In the present study we have identified a novel sporadic mutation corresponding to 1297-1304delGCCTGCCA deletion in the activating function 2 (AF-2) region of TRβ. To our knowledge, this is the first time that the presence of a partial deletion of eight nucleotides in the TRβ has been reported.
甲状腺激素抵抗(RTH)是一种遗传性综合征,由于甲状腺激素受体β(TRβ)基因的配体结合域及相邻铰链区发生突变,导致组织对激素作用的反应性降低。

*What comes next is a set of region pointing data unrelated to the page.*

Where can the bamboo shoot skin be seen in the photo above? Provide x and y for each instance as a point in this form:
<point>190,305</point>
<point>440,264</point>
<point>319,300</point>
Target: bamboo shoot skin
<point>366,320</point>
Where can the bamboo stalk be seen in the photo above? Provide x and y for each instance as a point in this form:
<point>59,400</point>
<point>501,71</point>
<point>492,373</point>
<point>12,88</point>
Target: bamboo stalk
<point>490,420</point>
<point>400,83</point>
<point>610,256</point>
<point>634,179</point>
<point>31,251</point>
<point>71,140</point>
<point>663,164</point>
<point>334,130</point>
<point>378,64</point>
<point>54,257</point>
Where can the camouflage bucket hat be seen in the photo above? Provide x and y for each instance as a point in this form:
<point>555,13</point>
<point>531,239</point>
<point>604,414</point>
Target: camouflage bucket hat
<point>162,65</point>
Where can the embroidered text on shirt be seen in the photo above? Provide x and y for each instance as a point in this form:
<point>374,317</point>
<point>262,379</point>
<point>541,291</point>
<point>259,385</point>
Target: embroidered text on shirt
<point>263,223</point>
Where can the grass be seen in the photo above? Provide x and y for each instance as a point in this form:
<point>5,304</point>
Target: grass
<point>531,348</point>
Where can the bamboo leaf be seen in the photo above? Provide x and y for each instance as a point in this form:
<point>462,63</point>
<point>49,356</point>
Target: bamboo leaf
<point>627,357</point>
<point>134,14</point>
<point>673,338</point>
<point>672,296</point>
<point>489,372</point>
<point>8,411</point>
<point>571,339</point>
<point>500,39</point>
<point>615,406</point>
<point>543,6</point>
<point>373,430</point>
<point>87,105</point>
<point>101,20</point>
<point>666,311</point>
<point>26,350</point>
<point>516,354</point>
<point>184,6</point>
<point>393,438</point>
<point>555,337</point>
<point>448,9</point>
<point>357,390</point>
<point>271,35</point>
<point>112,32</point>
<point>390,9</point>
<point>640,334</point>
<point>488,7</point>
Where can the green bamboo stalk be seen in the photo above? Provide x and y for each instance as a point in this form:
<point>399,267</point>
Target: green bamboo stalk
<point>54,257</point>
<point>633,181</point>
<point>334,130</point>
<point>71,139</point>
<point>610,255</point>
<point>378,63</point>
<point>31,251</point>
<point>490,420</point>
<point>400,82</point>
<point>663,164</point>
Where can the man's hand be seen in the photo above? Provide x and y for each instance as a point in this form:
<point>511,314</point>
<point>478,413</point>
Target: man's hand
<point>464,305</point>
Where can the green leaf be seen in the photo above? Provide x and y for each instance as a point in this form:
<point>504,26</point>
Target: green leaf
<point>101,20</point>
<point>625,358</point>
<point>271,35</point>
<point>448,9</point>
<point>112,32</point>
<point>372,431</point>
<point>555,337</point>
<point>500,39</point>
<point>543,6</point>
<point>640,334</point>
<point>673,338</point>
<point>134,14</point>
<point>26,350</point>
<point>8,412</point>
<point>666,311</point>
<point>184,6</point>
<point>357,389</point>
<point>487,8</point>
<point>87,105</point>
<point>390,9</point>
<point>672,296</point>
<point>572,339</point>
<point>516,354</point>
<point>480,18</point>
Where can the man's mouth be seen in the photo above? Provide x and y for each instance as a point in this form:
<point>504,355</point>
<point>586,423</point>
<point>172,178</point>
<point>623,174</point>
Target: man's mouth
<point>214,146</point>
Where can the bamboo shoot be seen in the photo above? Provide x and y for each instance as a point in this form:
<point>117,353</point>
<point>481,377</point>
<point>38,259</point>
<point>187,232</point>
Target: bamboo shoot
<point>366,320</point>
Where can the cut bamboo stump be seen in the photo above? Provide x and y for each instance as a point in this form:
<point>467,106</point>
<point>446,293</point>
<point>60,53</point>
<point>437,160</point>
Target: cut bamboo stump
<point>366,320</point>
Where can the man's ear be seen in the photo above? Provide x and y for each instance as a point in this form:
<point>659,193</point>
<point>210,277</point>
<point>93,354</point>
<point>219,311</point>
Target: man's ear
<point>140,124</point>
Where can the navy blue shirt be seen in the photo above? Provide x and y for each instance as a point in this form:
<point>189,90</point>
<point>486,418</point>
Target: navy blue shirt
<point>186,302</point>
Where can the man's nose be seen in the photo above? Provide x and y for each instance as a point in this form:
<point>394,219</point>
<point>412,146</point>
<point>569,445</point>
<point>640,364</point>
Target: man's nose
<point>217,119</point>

本研究中的患者为一名42岁的白种男性,因房颤前来就医。临床评估显示有小而弥漫性的甲状腺肿,生化检查显示总T4、总T3和游离T4浓度显著升高,促甲状腺激素(TSH)值正常,24小时I(131)甲状腺摄取率略有增加。甲状腺过氧化物酶、甲状腺球蛋白和TSH受体抗体均为阳性。他接受了卡麦角林加甲巯咪唑治疗。由于反应不一致,该治疗被停止,在分子诊断确诊为RTH综合征后,随后开了三碘甲状腺乙酸(TRIAC)单药治疗。
用聚合酶链反应(PCR)扩增TRβ基因的外显子9和10,包括剪接信号和每个内含子的侧翼内含子区域。每个扩增片段的DNA序列采用基于Taq聚合酶的链终止法,使用特异性TRβ正向和反向引物进行测定。
TRβ基因外显子9和10的直接序列分析显示外显子10中有一个8个碱基对的缺失,即1297 - 1304delGCCTGCCA。该突变在氨基酸433处产生移码,并在缺失下游85个核苷酸的位置461处引入终止密码子TGA。在患者的父亲或母亲中均未检测到这种改变,提示为新发突变,DNA指纹分析证实了这一点。
在本研究中,我们在TRβ的激活功能2(AF - 2)区域鉴定出一种新的散发性突变,对应于1297 - 1304delGCCTGCCA缺失。据我们所知,这是首次报道TRβ中存在8个核苷酸的部分缺失。